The division of labour in the 18th century was not a life-choice, compared to the life-choices now available to King and his family. Here, note that Smith did not invent and nor was he the first to make a note of the division of labour (Plato noted it millennia ago). Smith was a moral philosopher who observed the world he lived in and analysed it consequences. The productivity of labour reached new levels with mechanization and the re-organisation of work. Those labourers, man and boys, no doubt woud have preferred “something more than ‘one simple operation to fill up the ‘employment of” their lives. They had no real choice but to work in the pin factories. (King does not have to, because even pin-making is now mechanised and a few banks of machines make all the pins that the US needs.)

But even in 1776, Smith describes a little further along in his opening chapter (WN I.i.11: 22-24), how the common day-labourer’s woollen coat was made in a long and complex supply-chain from home and abroad, involving scores of people, each contributing their bit to the final product. Expand Smith’s example across the whole of his 18th-century society (and Robert King’s) and see how the international division of labour produces the mass multitude of products and services now regularly consumed by billions of people (including Robert King’s) to provide their living standards.

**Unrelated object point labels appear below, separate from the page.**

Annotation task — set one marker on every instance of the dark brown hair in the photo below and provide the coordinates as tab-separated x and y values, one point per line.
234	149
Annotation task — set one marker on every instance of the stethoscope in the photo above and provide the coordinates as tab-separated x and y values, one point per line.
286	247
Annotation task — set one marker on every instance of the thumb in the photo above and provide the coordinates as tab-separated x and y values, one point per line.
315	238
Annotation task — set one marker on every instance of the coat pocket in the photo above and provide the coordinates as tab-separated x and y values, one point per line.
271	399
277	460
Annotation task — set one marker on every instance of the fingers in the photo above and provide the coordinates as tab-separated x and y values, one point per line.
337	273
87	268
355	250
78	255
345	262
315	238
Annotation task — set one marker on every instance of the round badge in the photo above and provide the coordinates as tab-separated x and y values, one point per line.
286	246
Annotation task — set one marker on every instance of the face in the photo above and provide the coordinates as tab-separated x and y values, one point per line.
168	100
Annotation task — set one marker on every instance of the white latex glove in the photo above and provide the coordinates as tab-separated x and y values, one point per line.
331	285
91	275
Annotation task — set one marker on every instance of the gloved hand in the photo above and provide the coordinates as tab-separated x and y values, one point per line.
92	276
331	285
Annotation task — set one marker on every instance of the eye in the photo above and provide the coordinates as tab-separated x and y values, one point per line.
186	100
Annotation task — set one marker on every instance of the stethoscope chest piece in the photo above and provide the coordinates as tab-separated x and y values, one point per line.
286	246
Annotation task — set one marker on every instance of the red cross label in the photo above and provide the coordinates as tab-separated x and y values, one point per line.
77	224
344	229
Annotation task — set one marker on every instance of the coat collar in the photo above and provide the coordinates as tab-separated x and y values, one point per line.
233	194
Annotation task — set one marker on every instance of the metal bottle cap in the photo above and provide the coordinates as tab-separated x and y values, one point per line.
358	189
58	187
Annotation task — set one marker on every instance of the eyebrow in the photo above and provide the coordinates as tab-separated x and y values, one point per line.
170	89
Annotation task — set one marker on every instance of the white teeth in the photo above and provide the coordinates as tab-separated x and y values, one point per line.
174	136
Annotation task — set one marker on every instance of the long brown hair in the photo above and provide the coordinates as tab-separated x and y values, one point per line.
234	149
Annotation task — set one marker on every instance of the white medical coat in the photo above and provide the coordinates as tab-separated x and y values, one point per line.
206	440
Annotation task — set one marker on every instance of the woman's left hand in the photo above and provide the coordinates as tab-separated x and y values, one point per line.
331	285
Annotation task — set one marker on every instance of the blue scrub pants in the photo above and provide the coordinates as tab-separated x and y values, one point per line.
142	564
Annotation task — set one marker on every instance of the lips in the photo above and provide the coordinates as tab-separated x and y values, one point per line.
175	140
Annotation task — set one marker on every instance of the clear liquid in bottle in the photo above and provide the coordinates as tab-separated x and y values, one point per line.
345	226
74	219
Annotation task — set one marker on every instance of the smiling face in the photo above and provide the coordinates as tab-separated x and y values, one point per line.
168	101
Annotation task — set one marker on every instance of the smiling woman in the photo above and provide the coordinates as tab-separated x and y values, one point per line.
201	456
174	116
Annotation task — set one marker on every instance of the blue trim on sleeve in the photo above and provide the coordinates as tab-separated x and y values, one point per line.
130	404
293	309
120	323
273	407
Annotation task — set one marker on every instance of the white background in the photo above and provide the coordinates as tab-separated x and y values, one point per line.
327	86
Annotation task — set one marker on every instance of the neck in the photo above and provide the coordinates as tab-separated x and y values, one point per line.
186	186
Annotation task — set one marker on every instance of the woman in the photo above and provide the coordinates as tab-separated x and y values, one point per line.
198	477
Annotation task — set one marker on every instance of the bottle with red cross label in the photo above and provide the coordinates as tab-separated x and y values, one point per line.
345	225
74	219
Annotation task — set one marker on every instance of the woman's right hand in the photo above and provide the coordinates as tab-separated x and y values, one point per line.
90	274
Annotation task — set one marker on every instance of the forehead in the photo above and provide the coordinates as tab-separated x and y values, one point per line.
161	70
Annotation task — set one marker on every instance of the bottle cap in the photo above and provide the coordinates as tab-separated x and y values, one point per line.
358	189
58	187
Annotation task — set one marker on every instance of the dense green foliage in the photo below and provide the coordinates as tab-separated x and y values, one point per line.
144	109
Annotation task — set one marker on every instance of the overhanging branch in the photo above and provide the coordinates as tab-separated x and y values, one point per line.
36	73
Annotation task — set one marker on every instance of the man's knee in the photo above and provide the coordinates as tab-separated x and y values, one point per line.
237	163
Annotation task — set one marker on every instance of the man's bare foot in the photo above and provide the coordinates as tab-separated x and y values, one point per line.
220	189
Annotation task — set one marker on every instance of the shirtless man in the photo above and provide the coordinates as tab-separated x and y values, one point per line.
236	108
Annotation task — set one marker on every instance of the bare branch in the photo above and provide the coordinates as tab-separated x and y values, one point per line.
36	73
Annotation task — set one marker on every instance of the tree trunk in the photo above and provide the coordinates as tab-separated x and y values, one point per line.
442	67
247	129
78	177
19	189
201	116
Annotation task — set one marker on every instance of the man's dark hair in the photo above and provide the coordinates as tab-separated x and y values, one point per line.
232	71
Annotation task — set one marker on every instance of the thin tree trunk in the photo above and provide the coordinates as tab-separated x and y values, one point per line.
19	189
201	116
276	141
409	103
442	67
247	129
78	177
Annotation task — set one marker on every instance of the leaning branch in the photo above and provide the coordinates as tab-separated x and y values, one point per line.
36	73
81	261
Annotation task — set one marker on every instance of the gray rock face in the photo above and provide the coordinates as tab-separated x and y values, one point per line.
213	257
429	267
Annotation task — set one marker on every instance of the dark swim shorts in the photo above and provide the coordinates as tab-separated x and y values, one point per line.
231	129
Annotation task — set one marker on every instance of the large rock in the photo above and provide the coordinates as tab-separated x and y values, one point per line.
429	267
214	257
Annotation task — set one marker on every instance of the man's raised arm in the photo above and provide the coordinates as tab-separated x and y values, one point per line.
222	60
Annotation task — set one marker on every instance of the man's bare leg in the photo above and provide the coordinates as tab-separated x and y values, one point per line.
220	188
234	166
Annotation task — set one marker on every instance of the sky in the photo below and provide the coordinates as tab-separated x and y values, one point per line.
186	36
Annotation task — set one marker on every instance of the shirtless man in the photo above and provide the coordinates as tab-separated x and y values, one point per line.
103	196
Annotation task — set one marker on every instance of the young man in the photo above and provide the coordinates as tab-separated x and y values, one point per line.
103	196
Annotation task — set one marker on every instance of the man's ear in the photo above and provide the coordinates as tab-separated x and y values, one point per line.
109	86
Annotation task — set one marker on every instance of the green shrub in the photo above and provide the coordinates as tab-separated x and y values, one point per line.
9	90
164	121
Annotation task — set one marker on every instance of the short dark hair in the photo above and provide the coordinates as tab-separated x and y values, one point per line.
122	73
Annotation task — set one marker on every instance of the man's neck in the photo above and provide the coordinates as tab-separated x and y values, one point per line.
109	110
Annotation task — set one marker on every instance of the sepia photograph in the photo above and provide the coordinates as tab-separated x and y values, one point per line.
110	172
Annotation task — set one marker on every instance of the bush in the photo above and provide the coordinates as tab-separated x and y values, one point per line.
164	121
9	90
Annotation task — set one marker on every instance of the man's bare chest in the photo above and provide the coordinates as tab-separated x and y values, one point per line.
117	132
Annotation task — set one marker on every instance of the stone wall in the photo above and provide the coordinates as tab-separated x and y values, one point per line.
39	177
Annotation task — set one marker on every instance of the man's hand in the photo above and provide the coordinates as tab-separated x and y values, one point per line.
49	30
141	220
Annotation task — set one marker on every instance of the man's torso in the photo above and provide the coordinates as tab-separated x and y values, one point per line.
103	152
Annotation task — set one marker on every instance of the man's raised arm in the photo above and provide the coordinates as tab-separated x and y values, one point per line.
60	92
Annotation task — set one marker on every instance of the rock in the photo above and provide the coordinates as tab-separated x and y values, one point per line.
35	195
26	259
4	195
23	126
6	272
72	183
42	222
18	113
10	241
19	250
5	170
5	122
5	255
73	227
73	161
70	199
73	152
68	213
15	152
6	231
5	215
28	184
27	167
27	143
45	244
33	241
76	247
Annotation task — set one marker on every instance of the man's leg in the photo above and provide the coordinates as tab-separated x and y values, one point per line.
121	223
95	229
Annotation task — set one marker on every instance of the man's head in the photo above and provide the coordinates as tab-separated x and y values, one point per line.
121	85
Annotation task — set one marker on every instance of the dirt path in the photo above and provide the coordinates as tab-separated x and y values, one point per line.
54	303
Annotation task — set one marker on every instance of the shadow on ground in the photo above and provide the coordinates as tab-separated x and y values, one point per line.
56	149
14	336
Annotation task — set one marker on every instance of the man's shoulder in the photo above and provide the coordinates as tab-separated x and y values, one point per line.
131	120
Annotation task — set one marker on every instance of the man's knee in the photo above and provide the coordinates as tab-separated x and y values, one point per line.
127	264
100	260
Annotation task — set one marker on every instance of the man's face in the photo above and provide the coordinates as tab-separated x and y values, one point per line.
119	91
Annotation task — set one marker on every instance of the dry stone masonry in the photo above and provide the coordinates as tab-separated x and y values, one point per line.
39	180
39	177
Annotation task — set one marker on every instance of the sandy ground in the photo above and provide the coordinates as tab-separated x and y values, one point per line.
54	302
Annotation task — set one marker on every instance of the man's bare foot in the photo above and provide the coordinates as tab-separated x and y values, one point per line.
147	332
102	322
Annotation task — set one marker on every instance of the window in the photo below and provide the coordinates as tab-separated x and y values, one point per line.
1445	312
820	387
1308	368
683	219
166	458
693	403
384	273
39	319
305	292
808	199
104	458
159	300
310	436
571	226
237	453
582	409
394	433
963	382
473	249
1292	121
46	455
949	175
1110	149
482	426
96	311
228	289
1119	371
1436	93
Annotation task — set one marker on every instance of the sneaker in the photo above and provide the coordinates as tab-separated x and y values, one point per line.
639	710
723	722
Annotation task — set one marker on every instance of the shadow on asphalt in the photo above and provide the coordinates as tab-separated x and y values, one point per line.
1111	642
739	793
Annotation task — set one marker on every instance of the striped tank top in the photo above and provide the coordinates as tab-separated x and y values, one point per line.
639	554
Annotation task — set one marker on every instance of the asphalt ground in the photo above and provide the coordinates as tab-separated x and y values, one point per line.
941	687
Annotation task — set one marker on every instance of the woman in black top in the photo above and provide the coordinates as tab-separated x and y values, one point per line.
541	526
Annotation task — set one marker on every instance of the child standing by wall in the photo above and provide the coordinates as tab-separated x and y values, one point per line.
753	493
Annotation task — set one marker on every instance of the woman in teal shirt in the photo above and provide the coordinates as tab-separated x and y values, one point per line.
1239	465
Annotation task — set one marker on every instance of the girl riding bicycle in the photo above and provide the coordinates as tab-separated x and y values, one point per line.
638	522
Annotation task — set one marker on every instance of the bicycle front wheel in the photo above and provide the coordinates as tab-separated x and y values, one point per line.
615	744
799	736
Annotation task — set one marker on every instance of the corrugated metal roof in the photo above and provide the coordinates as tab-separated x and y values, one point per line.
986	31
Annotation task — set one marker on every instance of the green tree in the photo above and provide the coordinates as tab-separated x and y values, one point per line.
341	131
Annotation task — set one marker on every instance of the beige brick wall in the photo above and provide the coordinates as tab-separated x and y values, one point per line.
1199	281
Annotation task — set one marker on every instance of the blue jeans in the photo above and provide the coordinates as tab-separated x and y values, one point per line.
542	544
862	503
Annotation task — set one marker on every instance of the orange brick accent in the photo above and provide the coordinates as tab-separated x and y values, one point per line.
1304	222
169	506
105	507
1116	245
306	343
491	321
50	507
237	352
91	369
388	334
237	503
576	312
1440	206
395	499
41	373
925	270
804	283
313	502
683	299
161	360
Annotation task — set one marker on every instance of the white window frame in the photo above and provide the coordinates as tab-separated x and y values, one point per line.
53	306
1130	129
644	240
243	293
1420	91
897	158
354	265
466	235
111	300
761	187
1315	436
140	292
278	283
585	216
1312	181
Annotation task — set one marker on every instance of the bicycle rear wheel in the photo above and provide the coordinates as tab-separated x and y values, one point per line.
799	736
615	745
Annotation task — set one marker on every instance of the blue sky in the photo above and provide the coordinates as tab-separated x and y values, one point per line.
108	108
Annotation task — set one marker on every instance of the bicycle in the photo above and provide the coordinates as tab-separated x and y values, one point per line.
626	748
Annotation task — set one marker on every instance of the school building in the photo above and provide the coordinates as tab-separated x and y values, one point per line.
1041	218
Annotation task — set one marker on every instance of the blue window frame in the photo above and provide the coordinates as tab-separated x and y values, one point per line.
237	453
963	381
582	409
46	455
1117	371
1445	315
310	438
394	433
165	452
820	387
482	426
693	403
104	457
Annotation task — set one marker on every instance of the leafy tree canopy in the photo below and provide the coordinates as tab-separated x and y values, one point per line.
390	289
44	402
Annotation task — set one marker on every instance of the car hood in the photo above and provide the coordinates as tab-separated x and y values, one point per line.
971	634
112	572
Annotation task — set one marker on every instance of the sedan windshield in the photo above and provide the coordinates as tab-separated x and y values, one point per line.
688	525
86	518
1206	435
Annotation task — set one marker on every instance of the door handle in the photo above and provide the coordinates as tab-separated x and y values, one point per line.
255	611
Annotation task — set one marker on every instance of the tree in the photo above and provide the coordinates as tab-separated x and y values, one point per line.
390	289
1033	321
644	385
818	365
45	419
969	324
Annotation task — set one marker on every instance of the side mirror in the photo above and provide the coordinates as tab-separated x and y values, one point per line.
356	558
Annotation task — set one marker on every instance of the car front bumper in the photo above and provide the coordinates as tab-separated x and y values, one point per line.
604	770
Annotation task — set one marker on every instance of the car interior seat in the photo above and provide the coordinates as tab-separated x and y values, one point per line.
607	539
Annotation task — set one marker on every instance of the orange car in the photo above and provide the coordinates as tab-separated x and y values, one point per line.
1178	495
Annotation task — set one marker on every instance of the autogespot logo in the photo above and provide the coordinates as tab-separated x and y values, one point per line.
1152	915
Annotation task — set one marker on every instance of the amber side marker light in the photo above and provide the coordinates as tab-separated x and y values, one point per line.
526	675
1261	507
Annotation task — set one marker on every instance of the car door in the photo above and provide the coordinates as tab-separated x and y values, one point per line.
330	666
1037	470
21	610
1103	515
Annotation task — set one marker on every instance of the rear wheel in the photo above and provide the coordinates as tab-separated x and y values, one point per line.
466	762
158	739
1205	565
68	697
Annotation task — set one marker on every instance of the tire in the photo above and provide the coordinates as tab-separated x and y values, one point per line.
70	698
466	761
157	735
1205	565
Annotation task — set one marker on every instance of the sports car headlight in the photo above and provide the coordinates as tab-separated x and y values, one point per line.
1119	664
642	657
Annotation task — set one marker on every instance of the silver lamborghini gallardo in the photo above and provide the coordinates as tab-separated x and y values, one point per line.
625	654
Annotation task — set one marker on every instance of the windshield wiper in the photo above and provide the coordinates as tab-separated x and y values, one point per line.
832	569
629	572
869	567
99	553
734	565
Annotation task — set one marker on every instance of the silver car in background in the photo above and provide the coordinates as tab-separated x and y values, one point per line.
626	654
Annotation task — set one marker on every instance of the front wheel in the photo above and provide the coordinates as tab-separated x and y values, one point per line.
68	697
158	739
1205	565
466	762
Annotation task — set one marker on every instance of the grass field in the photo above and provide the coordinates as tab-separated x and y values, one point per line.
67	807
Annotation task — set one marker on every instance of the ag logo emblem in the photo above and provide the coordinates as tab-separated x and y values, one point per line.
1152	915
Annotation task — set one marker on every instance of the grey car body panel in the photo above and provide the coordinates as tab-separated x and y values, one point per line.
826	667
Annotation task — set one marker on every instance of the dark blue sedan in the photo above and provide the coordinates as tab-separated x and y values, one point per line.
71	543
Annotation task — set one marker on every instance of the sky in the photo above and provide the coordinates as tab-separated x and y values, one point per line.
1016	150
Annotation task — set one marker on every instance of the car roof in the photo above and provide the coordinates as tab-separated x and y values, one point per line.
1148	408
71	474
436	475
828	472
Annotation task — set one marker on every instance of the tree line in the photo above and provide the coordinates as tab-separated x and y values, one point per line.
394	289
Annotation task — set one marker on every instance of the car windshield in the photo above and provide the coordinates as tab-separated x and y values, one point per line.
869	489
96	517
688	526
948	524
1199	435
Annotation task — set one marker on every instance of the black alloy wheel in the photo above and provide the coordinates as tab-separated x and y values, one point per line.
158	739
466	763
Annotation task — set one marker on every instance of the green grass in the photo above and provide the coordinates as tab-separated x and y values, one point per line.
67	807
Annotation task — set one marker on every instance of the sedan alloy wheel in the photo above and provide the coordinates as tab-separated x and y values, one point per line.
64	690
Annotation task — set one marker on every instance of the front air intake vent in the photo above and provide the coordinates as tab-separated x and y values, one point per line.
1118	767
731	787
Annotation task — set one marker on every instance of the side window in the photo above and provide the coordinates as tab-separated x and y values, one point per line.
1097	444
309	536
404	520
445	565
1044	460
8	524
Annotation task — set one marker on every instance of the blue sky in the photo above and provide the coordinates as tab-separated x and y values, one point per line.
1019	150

That is what Adam Smith was writing about. We haven’t all turned into ‘pin-makers’ or single-tasked automatons.

I would conjecture that an audit of all the things owned and consumed by Robert King may surprise him out of his complacent dismissal of Smith’s “assertions” about the impact of the recognition of the historic role of labour and, from a few thousand years ago, the continuing impact that the nascent division of labour in modern societies.

He might well ask just how many individuals, most of them in their millions unknown to him, who, through the division of labour, contributed to the computer he writes upon and Internet that distributes his “labor of love”, so that we who are his readers may share his thoughts and judge them.